I have difficulty conceiving when it would be applied under the modern principles applied to wills variation cases. The provision strikes me as a holdover from the days when the legislation was seen more as a vehicle for ensuring that a husband and father (in the 1920s, it was usually a husband and father) did not leave his wife and children destitute. It was more common for the courts to make orders that provided for monthly payments to meet a spouse’s or child’s needs. The current section 71 appears to be intended to cover a situation where those needs are met by a different source, perhaps through employment, recovery from an illness, or another inheritance.
Under the more modern approach, as articulated by the Supreme Court of Canada in Tataryn v. Tataryn [1994] 2 S.C.R. 807, the court considers whether the will maker satisfied his or her legal and moral obligations to the claimant.
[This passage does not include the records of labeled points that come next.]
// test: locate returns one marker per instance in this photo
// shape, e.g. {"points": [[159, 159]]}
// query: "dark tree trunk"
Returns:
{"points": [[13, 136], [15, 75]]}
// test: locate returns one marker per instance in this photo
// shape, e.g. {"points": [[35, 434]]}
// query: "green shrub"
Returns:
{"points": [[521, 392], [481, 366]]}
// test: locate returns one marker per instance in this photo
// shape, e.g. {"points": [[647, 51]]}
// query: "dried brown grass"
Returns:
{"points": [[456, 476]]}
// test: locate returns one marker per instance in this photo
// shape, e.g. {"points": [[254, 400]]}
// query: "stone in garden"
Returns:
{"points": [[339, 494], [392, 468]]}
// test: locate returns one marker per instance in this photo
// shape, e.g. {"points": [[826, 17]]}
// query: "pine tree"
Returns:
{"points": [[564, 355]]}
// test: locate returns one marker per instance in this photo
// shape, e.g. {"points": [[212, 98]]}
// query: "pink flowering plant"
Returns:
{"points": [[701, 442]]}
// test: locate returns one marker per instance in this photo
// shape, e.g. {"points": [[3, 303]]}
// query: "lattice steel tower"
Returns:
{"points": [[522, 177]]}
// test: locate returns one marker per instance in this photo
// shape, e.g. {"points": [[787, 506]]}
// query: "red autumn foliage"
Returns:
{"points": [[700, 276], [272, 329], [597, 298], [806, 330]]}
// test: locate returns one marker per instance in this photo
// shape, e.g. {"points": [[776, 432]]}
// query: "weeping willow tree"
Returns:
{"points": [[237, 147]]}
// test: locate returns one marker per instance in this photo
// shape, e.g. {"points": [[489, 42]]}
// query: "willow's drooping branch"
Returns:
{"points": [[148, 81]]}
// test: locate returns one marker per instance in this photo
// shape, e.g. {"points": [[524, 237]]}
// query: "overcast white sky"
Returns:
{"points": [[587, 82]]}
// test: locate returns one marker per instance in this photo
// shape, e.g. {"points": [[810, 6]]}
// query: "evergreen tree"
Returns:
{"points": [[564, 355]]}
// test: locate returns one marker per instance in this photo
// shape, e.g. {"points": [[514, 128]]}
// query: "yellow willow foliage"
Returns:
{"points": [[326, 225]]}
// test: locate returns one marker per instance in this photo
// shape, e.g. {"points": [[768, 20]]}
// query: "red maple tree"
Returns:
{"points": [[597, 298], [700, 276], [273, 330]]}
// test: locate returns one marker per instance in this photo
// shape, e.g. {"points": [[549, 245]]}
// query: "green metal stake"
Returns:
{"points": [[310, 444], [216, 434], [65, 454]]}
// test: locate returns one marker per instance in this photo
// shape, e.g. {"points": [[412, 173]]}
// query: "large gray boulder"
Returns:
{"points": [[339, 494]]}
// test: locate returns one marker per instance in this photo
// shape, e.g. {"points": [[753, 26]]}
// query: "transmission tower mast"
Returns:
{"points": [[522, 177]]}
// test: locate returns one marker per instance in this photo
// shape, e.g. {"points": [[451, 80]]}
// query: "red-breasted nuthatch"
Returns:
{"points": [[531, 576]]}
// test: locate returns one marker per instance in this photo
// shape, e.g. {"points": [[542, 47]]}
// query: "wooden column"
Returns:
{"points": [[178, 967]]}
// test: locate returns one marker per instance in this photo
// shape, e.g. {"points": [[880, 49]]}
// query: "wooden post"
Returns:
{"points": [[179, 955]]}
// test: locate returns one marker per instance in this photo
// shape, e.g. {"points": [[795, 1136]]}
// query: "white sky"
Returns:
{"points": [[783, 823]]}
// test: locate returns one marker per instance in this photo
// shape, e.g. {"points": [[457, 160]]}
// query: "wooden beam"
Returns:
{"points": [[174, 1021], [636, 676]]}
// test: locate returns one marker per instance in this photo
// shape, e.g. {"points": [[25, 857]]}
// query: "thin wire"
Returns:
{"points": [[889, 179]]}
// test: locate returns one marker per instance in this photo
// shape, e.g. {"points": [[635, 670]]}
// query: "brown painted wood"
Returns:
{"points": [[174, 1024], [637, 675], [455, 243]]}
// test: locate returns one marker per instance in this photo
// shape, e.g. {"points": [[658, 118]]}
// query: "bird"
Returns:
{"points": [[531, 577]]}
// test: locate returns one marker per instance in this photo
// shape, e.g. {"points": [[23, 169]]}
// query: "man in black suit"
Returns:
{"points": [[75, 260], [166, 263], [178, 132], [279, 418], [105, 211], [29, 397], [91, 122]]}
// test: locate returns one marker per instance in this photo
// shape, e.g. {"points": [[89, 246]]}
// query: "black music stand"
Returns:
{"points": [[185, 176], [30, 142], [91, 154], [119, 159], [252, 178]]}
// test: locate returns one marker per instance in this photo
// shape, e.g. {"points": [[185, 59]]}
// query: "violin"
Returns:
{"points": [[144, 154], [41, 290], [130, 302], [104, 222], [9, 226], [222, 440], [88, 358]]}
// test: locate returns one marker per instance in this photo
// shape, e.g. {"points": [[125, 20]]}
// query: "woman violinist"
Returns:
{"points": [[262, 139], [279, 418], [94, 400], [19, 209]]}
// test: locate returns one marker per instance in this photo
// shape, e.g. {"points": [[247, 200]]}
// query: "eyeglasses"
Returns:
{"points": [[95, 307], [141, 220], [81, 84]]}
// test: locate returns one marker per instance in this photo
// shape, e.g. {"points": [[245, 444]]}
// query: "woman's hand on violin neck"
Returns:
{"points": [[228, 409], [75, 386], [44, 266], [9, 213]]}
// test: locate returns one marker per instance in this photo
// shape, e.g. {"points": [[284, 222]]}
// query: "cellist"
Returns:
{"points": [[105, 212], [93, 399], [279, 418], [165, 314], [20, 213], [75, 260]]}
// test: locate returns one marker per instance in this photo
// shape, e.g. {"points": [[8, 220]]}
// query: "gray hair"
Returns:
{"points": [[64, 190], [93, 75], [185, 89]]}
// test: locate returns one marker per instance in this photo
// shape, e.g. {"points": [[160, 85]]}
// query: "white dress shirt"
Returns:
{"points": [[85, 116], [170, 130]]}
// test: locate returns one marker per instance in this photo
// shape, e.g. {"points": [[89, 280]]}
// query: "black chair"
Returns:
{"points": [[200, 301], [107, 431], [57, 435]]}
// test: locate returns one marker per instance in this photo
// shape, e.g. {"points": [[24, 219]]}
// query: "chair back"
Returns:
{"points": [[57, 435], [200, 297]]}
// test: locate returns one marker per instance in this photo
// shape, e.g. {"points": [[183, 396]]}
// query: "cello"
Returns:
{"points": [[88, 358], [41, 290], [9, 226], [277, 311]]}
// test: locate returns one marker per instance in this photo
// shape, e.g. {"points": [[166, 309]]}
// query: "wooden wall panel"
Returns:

If not, then the court varies the will to satisfy those legal and moral obligations. The awards will often be greater than that required to satisfy the claimant's basic financial needs, sometimes significantly so including awards in the millions.
The court considers whether adequate provision has been made to the spouse and children at the time of death the will-maker’s death, although the Court may consider a substantial change in circumstances between the date of death and trial when making the variation (Landy v. Landy Estate, (1991) 60 B.C.L.R (2d) 282 (CA)).
The variation satisfies the will-maker’s obligations to the claimant, and logically the successful claimant has established a corresponding entitlement.
If the court finds that the will-maker did not make adequate provision for a spouse or children, and the court varies the will, then I have difficulty conceiving how a change in the claimant’s circumstances after the trial judgment should affect his or her entitlement, irrespective of the structure of the variation ordered by the court (outright share of an estate, or periodic payments). Either the will-maker met his or her legal and moral obligations at the time of death, or he or she did not. If not, why should an improvement in his or her spouse or children’s circumstances after trial change that?